Fetch the complete documentation index at: https://docs.yourhq.ai/llms.txt

Use this file to discover all available pages before exploring further.

Troubleshooting

Real problems we hit while building yourhq, with copy-paste fixes. Organized by symptom — search for the exact text you’re seeing. If your issue isn’t here, jump to Where to get help at the bottom.

UI & access

UI keeps showing onboarding or says no active project

What you see Open http://localhost:3000, and the UI sends you back to onboarding even though you already connected Supabase. Why it happens The UI reads Supabase config from the project registry on the ui-config volume. The registry is empty, unreadable, or was lost when volumes were recreated. How to fix Check the UI logs first:
cd ~/.yourhq
docker compose logs ui
Then either complete onboarding again or inspect the ui-config volume. If you intentionally reset volumes, this is expected.

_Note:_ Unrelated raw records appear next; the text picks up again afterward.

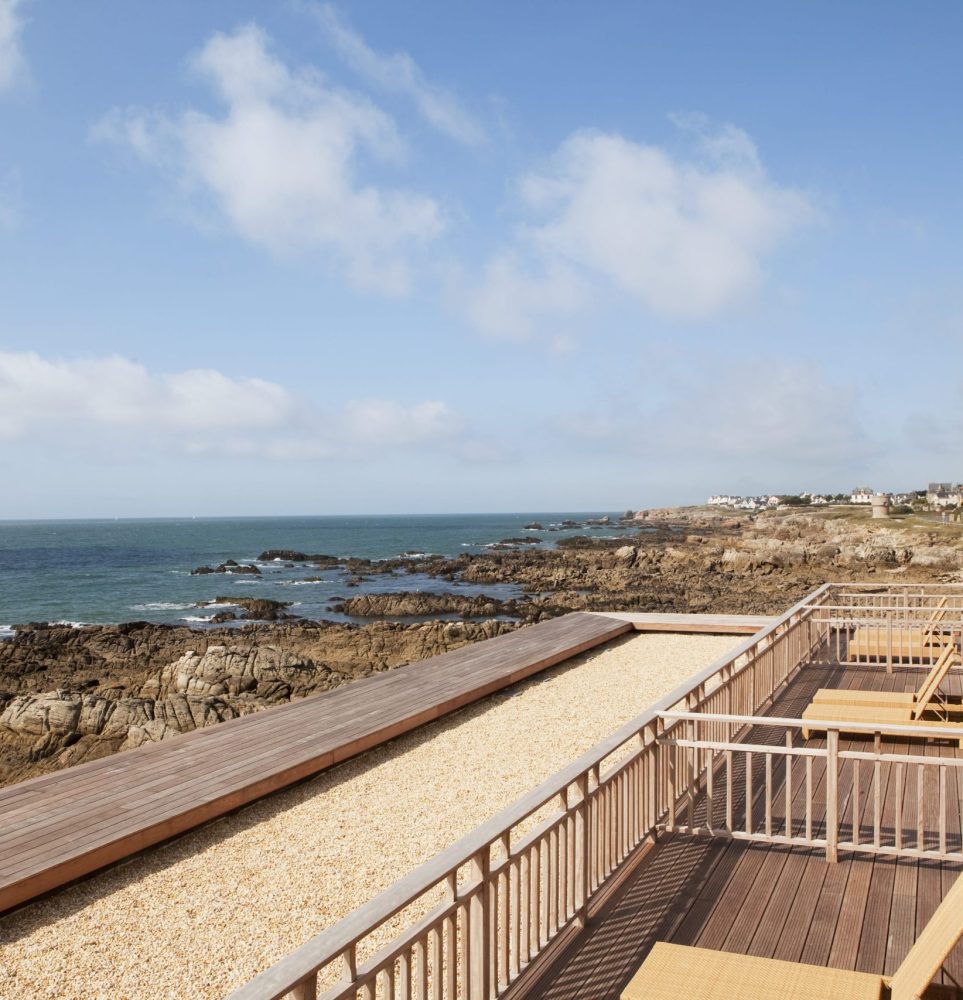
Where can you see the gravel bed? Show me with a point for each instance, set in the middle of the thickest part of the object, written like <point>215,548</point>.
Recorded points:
<point>200,916</point>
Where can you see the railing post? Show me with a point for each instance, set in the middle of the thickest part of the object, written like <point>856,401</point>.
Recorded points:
<point>307,989</point>
<point>649,734</point>
<point>581,852</point>
<point>832,794</point>
<point>479,937</point>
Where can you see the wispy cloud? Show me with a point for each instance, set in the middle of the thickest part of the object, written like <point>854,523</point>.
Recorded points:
<point>399,73</point>
<point>282,166</point>
<point>685,238</point>
<point>88,402</point>
<point>12,61</point>
<point>743,414</point>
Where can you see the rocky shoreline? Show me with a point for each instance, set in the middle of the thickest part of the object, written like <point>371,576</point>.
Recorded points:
<point>73,694</point>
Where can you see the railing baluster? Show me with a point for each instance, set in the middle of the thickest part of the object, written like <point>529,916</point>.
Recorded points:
<point>788,784</point>
<point>832,793</point>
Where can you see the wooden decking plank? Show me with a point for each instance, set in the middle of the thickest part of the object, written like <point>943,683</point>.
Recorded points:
<point>902,921</point>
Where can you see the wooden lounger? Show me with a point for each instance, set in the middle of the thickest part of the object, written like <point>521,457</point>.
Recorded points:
<point>872,642</point>
<point>836,717</point>
<point>675,971</point>
<point>928,691</point>
<point>925,710</point>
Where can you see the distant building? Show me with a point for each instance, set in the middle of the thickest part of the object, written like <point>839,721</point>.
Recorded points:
<point>943,494</point>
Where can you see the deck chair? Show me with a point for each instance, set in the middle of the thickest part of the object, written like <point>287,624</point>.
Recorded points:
<point>925,708</point>
<point>929,692</point>
<point>872,642</point>
<point>673,971</point>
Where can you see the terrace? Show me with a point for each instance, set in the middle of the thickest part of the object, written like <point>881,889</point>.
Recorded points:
<point>708,820</point>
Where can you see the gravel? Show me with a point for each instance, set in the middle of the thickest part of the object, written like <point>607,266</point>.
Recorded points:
<point>205,913</point>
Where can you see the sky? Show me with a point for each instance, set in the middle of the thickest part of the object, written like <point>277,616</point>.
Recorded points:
<point>370,257</point>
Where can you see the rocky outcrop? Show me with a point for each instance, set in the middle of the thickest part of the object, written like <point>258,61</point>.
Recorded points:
<point>69,695</point>
<point>257,609</point>
<point>421,605</point>
<point>293,555</point>
<point>232,567</point>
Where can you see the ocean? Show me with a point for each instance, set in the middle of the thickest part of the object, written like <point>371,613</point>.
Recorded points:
<point>85,572</point>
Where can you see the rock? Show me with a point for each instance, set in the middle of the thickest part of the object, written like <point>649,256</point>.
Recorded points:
<point>283,555</point>
<point>258,608</point>
<point>422,605</point>
<point>228,567</point>
<point>293,556</point>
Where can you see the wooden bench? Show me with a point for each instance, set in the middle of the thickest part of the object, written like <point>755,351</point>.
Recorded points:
<point>681,972</point>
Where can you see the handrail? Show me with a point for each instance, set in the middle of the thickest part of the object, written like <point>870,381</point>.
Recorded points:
<point>888,729</point>
<point>320,950</point>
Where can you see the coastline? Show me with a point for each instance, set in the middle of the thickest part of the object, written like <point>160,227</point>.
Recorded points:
<point>70,694</point>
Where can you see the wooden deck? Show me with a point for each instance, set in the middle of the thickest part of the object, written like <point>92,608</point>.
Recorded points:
<point>862,913</point>
<point>645,621</point>
<point>58,827</point>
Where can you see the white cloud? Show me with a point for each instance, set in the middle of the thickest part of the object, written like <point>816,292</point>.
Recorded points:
<point>687,239</point>
<point>744,415</point>
<point>281,166</point>
<point>201,411</point>
<point>12,61</point>
<point>399,73</point>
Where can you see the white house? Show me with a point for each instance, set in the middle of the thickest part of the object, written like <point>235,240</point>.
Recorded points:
<point>943,494</point>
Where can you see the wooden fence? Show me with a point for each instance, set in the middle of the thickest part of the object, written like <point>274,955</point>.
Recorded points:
<point>780,791</point>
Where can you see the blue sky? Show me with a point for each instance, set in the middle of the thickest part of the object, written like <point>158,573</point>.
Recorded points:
<point>370,257</point>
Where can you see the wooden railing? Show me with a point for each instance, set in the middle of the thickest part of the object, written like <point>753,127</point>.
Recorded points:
<point>470,922</point>
<point>779,791</point>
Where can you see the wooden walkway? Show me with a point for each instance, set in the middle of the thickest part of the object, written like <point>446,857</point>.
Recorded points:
<point>58,827</point>
<point>861,913</point>
<point>644,621</point>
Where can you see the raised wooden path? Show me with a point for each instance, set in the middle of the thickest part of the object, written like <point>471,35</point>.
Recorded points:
<point>61,826</point>
<point>645,621</point>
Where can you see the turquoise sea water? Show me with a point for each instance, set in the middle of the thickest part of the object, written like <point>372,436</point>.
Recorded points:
<point>139,570</point>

Supabase browser config is runtime-injected, so rebuilding the UI image is not required.

Login page loads but sign-in fails silently or says “Invalid API key”

What you see You type your email/password, click Sign in — nothing happens, or you get Invalid API key / Invalid login credentials. Why it happens Either the anon key in the UI doesn’t match the Supabase project you’re pointing at, or you never created an auth user in Supabase. A fresh Supabase project has zero users. How to fix
  1. In Supabase dashboard → Project Settings → API, confirm Project URL and anon public match the active project in Settings → Projects.
  2. In Supabase dashboard → Authentication → Users → Add user → Create new user, set an email + password.
  3. Log in with those credentials.
If you fix the keys, update the project from Settings → Projects or rerun onboarding. No image rebuild is required.

Setup wizard 500s on “Complete setup”

What you see You fill out the six-step setup wizard, hit Complete, and the UI returns a 500. docker compose logs ui shows an Origin mismatch or CSRF error, or just a generic Next.js server error from the setup server action. Why it happens Next.js server actions enforce that the request Origin header matches the host the server thinks it’s on. When you access the UI through a proxy (Codespaces forwarded URL, a Tailscale IP, a reverse proxy), the origin doesn’t match localhost and the action is rejected. How to fix Set ALLOWED_ORIGINS in .env to the exact origin you’re loading the UI from, then restart the UI container. Comma-separate multiple values:
# in ~/.yourhq/.env
ALLOWED_ORIGINS=https://<codespace-name>-3000.app.github.dev,http://100.x.y.z:3000
docker compose up -d ui
Codespaces users: the installer sets CODESPACE_NAME / GITHUB_CODESPACES_PORT_FORWARDING_DOMAIN automatically if they’re in the environment. If you’re running Codespaces locally (VS Code tunnel), set ALLOWED_ORIGINS manually. See Configuration for the full list of origin-related vars.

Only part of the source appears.